En revanche, la méthode GEM est capable de résoudre des systèmes plus complexes (systèmes multiphasiques non idéaux) et permet de prédire la composition phasique à l’équilibre dans une opération. Les multiplicateurs de Lagrange implémentés dans les algorithmes de minimisation d’énergie de Gibbs sont capables de déterminer la stabilité des phases sans intervention de l’opérateur pour retirer ou ajouter une espèce de l’équilibre comme il est le cas dans les algorithmes de LMA. Étant donné que cette méthode nécessite une grande quantité de données d’entrée, en particulier les potentiels chimiques standards pour toutes les espèces pour chaque condition de température et pression, elle reste désavantagée par rapport à l’approche LMA en ce qui concerne les bases thermodynamiques. Cependant, une récente base de données spécifique au ciment (CEMDATA 14.01) a été développée à l’EMPA [2][3]. Elle contient des données calculées à partir d’examens expérimentaux tels que le produit de solubilité, l’énergie libre de Gibbs, l’enthalpie, l’entropie, la capacité calorifique et le volume moléculaire pour un certain nombre de phases de ciment. La base de données résultante couvre les hydrates couramment rencontrés dans les systèmes de ciment Portland dans la gamme de température 0-100 ° C, y compris les phases C-S-H, hydrogarnet, hydrotalcite, AFm et AFt et leurs solutions solides.
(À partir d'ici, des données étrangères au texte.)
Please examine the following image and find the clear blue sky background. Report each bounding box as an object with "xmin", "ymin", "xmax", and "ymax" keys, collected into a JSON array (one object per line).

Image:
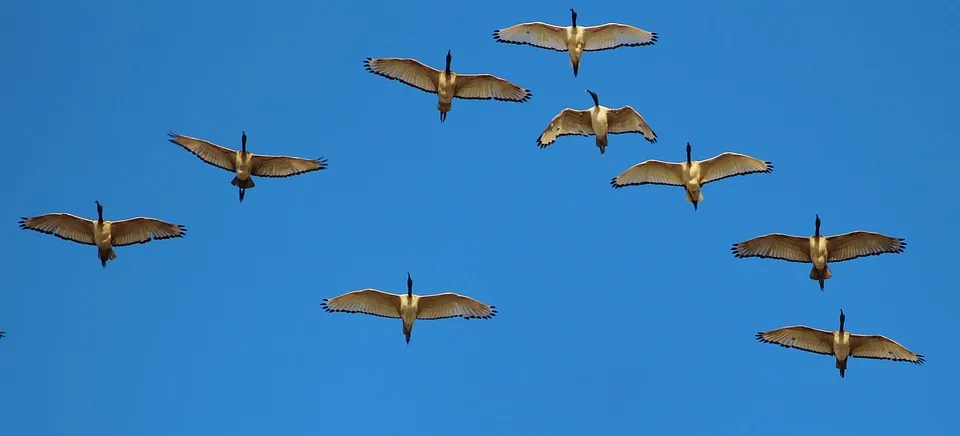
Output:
[{"xmin": 0, "ymin": 0, "xmax": 960, "ymax": 436}]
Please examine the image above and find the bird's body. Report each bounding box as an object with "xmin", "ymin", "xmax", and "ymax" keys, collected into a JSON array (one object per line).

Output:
[
  {"xmin": 537, "ymin": 89, "xmax": 657, "ymax": 155},
  {"xmin": 610, "ymin": 142, "xmax": 773, "ymax": 210},
  {"xmin": 756, "ymin": 310, "xmax": 925, "ymax": 377},
  {"xmin": 730, "ymin": 215, "xmax": 907, "ymax": 291},
  {"xmin": 493, "ymin": 9, "xmax": 658, "ymax": 77},
  {"xmin": 19, "ymin": 201, "xmax": 187, "ymax": 268},
  {"xmin": 321, "ymin": 273, "xmax": 497, "ymax": 344},
  {"xmin": 168, "ymin": 132, "xmax": 327, "ymax": 202},
  {"xmin": 363, "ymin": 50, "xmax": 533, "ymax": 123}
]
Par conséquent, on peut conclure que les deux méthodes ont des avantages comme des inconvénients. De plus, les résultats du calcul d’équilibre restent relativement comparables, et que ce soit avec une méthode ou avec l’autre, l’assemblage des phases doit être vérifié par des méthodes expérimentales qualitatives et quantitatives telles que l’ATG pour la portlandite/calcite, la DRX pour les phases cristallines et le MEB. En résumé, on peut dire que les algorithmes de LMA bénéficient de formulations plus simples, qui sont données en termes de constantes d'équilibre de réactions, mais qui manquent de généralité pour les systèmes chimiques multicomposants avec des phases non idéales. Les algorithmes GEM, quant à eux, peuvent gérer de façon inhérente des systèmes complexes et déterminer les phases stables à l'équilibre, mais nécessitent davantage de données thermodynamiques qui ne sont pas toujours immédiatement disponibles.